Carthage is most often thought of in the context of Rome; "Carthage must be destroyed!" Part of the reason for this is that Rome really did manage to destroy Carthage, and survivorship bias is what it is: we don't have a ton of records from Carthage, so we don't know a lot about it.
But Carthage's conflicts & connections with its neighbors across the-sea predate Rome by a fair margin.
Carthage & Assyria
The oldest record of siege engines comes from the Assyrians, and Carthage learned about it from their eastern territories, which used to belong to Assyria. So Carthage is actually responsible for most siege warfare in the ancient Mediterranean.
That said, polities were usually conquered by internal betrayal due to class warfare, not effective sieges. What would often happen is that armies would ravage the countryside, which was effective at starving a city and forcing them to fight. Most members of a polity were farmers who lived beyond the city walls, not necessarily city-dwellers.
Carthage & the Greeks
This is just one example, but both Carthage and the Greeks maintained colonies in Sicily, and tensions between the two groups were really high.
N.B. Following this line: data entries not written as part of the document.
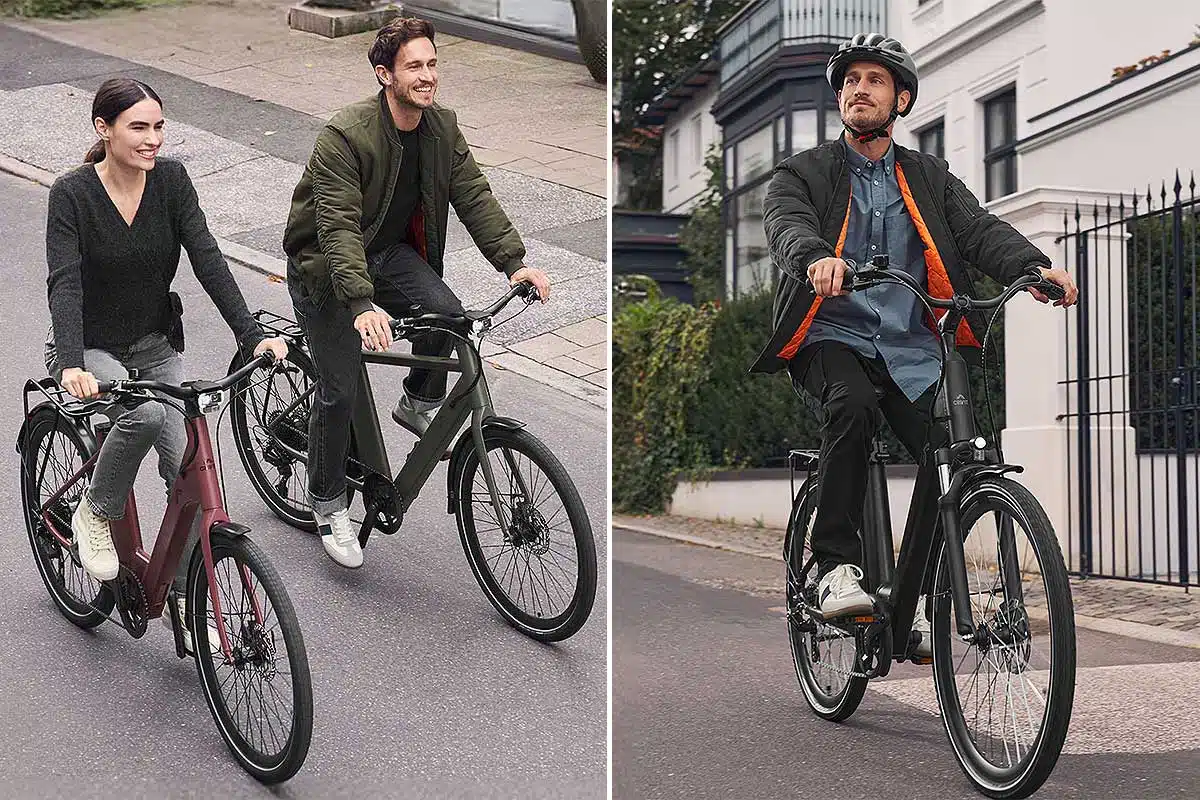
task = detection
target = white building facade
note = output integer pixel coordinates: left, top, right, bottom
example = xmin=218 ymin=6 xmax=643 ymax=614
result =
xmin=664 ymin=0 xmax=1200 ymax=583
Greek writers at the time were prone to calling the Carthaginians all sorts of nasty names for doing things during the war that, quite frankly, the Greeks themselves were known to do.
Tyrants of Syracuse by Jeff Champion is mostly focused on, well, the strongmen leaders who controlled the Sicilian city of Syracuse, but Syracuse itself was caught in the middle of battles between Athens, Sparta, Carthage, Epirus and Rome.
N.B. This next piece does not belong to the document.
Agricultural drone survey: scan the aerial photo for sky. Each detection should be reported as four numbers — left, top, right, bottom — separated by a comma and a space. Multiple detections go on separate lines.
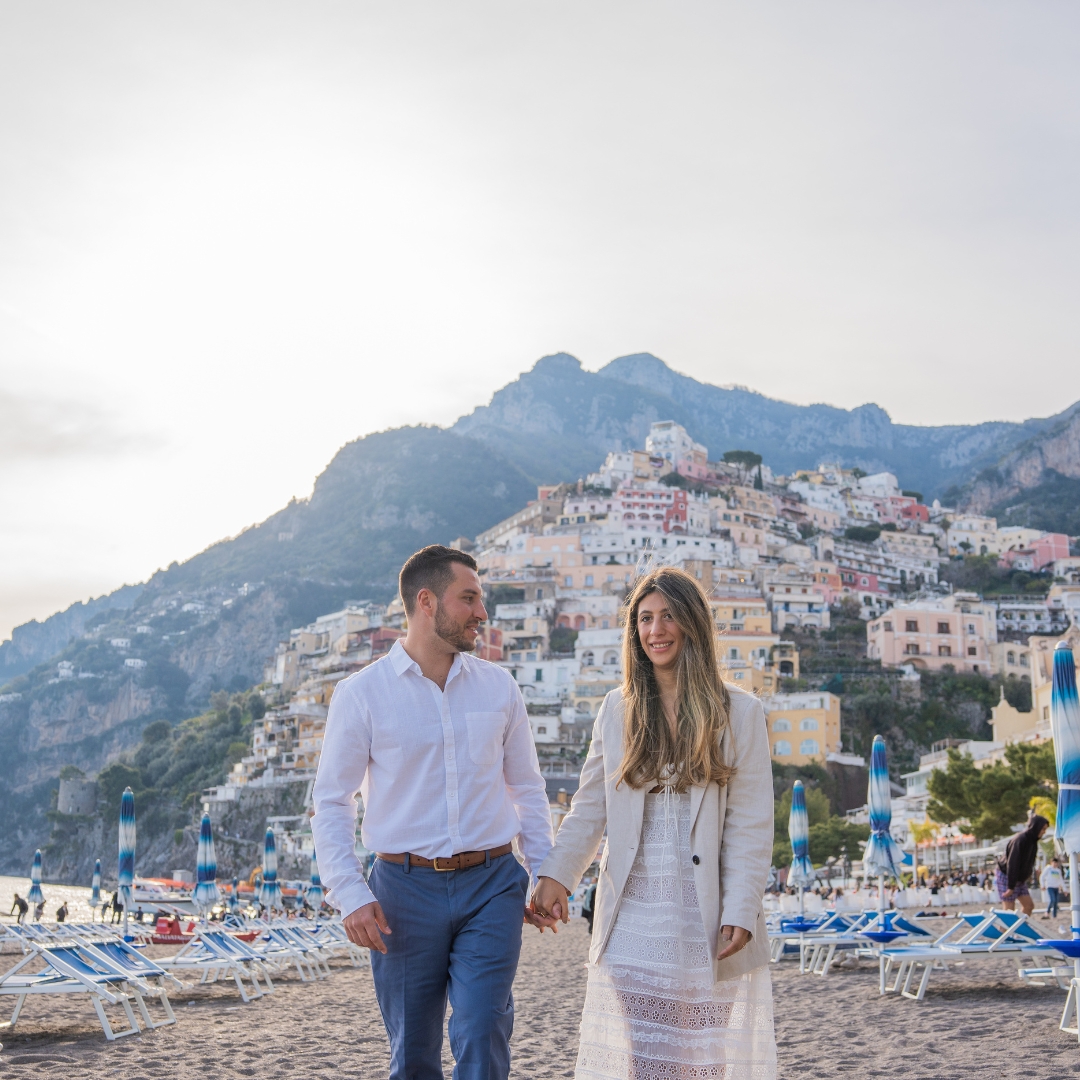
0, 0, 1080, 639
The Battle of Himera in 480 BCE crippled Carthaginian power in Sicily for decades, but the mass graves from the battle weren't discovered until about 15 years ago.
Carthage & the Levant
People are prone to separating out Punic history, Carthaginian history, Phoenician history, and Caananite history in a way that is probably not terribly authentic to the realities of how the culture and politics of this group of people are interconnected through time. I discuss this further in my article about ancient identities, but if we're comfortable calling Cleopatra "Egyptian" and Byzantium the "Eastern Roman Empire," then, the mere fact that Carthage overtook Tyre and the other Phoenician city-states in terms of prestige doesn't mean that it wasn't a natural continuation of their leadership.